Berlin's Akademie der Künste is currently exhibiting facsimiles of Heinrich Mann's correspondence. Nut just any old correspondence, mind, but letters found in a suitcase in Prague. Mann's daughter Leonie had left it with friends when she fled the city in 1968 - and then seems to have forgotten about it. The case contained 16 letters from Heinrich Mann, 91 letters to him and various other personal documents. 48 of the letters were written by the French Germanist Félix Bertaux from 1922 to 1928.
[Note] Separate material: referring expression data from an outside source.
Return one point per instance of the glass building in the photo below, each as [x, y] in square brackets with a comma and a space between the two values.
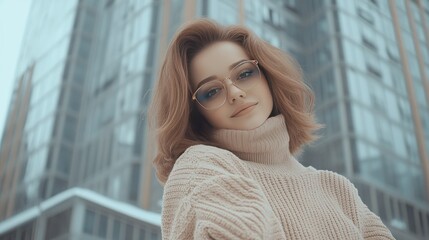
[77, 117]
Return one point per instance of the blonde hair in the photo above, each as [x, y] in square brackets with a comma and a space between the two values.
[178, 123]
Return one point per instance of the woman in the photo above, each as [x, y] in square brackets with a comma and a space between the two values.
[231, 111]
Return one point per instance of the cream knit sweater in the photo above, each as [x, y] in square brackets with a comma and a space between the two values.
[258, 190]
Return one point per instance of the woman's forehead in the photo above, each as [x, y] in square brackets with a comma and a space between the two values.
[215, 60]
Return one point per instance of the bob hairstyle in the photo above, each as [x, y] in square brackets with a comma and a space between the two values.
[175, 118]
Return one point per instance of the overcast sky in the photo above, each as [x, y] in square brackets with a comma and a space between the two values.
[13, 17]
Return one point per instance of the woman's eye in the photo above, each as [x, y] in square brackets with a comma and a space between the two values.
[212, 92]
[245, 74]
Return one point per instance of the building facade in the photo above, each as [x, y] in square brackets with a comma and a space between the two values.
[78, 113]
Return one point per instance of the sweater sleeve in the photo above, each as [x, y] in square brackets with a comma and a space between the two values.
[210, 198]
[371, 225]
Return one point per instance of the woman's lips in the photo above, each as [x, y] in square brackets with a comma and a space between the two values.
[244, 109]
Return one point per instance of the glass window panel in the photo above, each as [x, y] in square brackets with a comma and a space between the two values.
[89, 222]
[58, 225]
[102, 226]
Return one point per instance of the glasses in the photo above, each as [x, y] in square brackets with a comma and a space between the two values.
[212, 95]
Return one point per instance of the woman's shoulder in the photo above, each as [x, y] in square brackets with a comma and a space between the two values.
[201, 157]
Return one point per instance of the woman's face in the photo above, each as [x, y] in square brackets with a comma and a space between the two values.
[242, 109]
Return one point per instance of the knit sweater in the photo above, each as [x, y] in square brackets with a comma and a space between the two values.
[257, 190]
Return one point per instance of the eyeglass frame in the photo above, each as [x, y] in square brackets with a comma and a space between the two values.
[194, 98]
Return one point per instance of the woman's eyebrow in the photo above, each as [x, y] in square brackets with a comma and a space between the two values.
[213, 77]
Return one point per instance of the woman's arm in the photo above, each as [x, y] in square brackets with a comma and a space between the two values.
[210, 201]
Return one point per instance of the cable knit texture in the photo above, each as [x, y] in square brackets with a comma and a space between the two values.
[257, 190]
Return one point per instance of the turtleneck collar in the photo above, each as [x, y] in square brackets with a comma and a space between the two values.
[266, 144]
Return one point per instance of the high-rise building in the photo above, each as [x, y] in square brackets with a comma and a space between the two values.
[78, 113]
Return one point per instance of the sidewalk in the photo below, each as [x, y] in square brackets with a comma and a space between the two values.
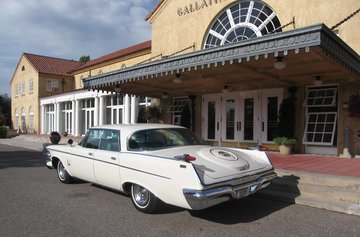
[327, 182]
[34, 142]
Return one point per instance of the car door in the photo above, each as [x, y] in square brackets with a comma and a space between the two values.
[81, 156]
[106, 159]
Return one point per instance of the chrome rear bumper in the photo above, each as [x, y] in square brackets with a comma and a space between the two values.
[201, 199]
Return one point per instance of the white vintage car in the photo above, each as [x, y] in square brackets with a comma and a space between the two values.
[158, 162]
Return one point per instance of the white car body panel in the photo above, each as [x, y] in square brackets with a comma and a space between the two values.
[162, 172]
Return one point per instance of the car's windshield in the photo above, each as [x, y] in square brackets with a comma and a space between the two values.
[155, 139]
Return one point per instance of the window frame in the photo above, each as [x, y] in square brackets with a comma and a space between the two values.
[52, 85]
[315, 124]
[31, 86]
[245, 17]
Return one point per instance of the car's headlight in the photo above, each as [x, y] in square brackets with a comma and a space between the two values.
[47, 154]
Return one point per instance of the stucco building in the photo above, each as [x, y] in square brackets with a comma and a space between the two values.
[224, 67]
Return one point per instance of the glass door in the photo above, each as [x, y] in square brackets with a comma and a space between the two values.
[211, 118]
[270, 105]
[231, 121]
[250, 116]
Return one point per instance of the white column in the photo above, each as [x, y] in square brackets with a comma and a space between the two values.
[134, 109]
[77, 125]
[101, 111]
[127, 109]
[42, 120]
[96, 113]
[73, 117]
[57, 117]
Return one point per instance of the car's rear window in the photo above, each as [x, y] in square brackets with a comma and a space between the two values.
[155, 139]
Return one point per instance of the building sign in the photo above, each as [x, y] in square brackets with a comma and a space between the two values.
[196, 6]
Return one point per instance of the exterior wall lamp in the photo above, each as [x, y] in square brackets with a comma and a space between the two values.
[117, 89]
[177, 79]
[164, 96]
[279, 64]
[318, 81]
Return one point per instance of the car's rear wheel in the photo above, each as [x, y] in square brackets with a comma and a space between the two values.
[143, 199]
[63, 175]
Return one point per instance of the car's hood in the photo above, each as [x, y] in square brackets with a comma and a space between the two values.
[219, 164]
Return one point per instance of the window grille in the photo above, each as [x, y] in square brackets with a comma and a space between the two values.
[178, 105]
[241, 21]
[320, 128]
[321, 97]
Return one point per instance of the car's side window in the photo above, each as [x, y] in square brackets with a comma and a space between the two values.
[110, 140]
[93, 139]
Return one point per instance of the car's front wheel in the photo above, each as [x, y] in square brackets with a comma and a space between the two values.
[143, 199]
[63, 175]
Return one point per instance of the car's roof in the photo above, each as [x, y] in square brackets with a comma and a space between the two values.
[136, 127]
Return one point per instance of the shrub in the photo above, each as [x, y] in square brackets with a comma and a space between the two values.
[3, 131]
[55, 137]
[284, 141]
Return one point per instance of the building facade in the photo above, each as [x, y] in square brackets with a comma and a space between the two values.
[227, 69]
[236, 62]
[36, 77]
[75, 112]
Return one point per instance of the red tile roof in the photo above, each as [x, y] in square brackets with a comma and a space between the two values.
[154, 10]
[52, 66]
[120, 53]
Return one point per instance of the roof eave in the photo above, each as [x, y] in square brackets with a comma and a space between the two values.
[299, 39]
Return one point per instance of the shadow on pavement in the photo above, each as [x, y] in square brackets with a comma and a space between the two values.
[245, 210]
[19, 157]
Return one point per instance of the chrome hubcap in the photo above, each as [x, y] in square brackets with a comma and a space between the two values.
[61, 171]
[141, 195]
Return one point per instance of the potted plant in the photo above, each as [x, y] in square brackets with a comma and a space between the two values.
[55, 137]
[149, 114]
[285, 144]
[354, 106]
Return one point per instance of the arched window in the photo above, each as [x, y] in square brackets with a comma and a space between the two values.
[16, 122]
[31, 120]
[241, 21]
[23, 120]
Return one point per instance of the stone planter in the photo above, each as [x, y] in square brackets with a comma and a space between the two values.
[285, 149]
[55, 137]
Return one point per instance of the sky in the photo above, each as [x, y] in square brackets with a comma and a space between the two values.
[68, 29]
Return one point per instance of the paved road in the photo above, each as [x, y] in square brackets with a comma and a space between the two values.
[34, 203]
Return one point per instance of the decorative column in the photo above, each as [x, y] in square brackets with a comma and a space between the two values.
[127, 109]
[42, 120]
[134, 109]
[101, 111]
[73, 117]
[96, 112]
[77, 125]
[57, 117]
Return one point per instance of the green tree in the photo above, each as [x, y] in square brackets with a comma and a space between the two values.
[84, 59]
[5, 110]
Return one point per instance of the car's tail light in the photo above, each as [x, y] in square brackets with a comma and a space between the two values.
[189, 158]
[186, 157]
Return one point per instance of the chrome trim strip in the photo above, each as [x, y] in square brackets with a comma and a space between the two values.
[199, 199]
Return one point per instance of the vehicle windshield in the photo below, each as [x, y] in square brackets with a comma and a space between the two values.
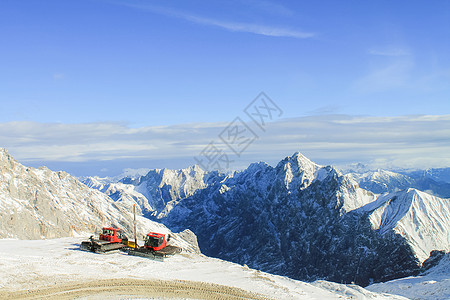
[152, 241]
[108, 232]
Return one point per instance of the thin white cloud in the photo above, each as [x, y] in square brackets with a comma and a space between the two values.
[260, 29]
[389, 51]
[394, 74]
[391, 142]
[252, 28]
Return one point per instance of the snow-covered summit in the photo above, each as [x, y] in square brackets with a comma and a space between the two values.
[422, 219]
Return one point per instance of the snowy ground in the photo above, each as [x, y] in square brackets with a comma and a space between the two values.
[39, 264]
[434, 285]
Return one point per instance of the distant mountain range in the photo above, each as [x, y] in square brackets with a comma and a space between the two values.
[298, 219]
[382, 181]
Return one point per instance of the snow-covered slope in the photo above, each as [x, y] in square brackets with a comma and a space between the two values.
[40, 203]
[434, 284]
[423, 220]
[44, 268]
[382, 181]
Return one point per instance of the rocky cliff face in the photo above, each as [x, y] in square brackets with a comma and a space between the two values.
[39, 203]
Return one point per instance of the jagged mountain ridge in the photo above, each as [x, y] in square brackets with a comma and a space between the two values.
[383, 181]
[157, 192]
[40, 203]
[299, 206]
[302, 220]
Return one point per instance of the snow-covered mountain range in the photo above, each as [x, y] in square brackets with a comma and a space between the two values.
[301, 219]
[40, 203]
[157, 192]
[298, 218]
[383, 181]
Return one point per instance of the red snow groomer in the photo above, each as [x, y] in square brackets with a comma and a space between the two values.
[109, 240]
[155, 247]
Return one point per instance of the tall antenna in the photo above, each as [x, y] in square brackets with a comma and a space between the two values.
[135, 239]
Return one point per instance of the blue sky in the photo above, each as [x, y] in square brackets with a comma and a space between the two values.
[158, 64]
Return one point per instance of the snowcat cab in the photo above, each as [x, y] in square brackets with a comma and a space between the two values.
[155, 241]
[155, 247]
[113, 235]
[109, 240]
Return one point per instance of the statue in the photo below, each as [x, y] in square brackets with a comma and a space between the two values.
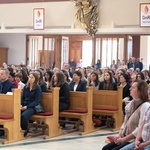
[87, 15]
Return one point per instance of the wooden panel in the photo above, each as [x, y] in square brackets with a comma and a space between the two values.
[3, 55]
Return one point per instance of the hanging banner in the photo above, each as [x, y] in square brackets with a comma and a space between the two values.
[38, 18]
[145, 14]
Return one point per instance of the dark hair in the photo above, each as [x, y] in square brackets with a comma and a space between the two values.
[78, 73]
[97, 79]
[108, 86]
[35, 82]
[141, 74]
[60, 79]
[125, 76]
[142, 87]
[12, 74]
[66, 74]
[41, 81]
[50, 73]
[18, 74]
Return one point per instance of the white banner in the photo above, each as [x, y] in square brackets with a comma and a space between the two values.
[145, 15]
[38, 18]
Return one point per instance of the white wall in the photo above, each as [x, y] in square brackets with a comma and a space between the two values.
[121, 12]
[124, 14]
[16, 44]
[145, 50]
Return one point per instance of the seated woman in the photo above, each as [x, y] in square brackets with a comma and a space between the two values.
[77, 84]
[58, 80]
[108, 83]
[142, 140]
[135, 111]
[94, 80]
[48, 77]
[30, 98]
[41, 81]
[124, 83]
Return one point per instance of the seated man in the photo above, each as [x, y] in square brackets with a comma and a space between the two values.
[5, 85]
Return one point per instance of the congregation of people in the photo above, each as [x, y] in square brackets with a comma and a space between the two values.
[132, 77]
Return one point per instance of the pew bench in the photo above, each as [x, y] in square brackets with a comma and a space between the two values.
[10, 116]
[50, 118]
[81, 108]
[109, 103]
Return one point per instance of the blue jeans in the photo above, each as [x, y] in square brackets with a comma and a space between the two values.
[25, 115]
[132, 145]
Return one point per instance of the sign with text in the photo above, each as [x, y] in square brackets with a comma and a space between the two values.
[38, 18]
[145, 14]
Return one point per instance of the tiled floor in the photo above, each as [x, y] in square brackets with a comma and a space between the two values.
[71, 141]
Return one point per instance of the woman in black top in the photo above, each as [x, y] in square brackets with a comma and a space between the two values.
[58, 80]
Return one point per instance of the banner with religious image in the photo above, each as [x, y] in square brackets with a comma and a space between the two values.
[38, 18]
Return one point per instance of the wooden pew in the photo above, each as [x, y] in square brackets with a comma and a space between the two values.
[50, 102]
[10, 116]
[81, 108]
[106, 102]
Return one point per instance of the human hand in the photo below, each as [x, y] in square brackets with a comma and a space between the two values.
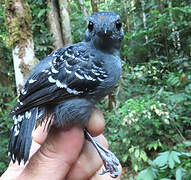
[62, 155]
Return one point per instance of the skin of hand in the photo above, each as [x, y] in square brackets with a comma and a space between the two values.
[63, 155]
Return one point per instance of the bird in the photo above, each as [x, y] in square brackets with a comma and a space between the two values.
[67, 84]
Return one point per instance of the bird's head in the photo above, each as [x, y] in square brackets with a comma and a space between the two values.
[105, 30]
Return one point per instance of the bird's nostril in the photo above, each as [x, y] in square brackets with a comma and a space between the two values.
[105, 33]
[108, 32]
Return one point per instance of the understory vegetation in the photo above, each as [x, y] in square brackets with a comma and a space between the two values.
[149, 126]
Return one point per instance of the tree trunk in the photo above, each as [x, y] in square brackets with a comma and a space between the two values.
[144, 18]
[18, 23]
[176, 38]
[83, 8]
[66, 29]
[94, 6]
[53, 19]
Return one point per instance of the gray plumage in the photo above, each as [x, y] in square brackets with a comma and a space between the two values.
[69, 82]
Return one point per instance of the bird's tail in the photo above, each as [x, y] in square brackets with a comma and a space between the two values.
[21, 135]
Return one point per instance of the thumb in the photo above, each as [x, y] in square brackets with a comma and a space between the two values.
[56, 156]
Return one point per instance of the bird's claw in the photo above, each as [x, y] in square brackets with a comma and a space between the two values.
[110, 161]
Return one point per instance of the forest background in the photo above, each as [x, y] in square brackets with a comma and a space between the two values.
[148, 117]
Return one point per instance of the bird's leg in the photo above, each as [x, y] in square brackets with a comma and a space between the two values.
[110, 161]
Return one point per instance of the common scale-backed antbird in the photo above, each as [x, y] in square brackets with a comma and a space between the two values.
[67, 84]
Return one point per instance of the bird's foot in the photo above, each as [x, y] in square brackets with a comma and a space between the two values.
[110, 161]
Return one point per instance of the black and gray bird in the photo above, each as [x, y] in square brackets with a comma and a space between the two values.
[67, 84]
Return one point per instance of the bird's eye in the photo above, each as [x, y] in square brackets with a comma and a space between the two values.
[90, 26]
[118, 24]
The case was found and handed over nearly five years ago, but the Czech government considered it had a claim to the documents and has only now released them for use. Now researchers are hoping to find forgotten suitcases from Heinrich Mann's hurried escape from Berlin in 1933 - so if you live in Uhlandstraße you might want to check in the cellar. Michael Lentz' novel Pazifik Exil, incidentally, describes a later stage of Mann's journey from France to the USA - most amusingly - as well as the lives of Franz Werfel, Thomas Mann, Arnold Schönberg and Leon Feuchtwanger in their, um, Pacific exile. But Lentz doesn't seem to know where that other elusive suitcase went either.
1 comment:
What a great find!
Anyone interested in Heinrich Mann's "Pacific Exile" must read Salka Viertel's memoir "The Kindness of Strangers". There is a wonderful scene where Salka hosts a birthday celebration for Heinrich at her home in Santa Monica, and his more famous brother shows up to make a toast.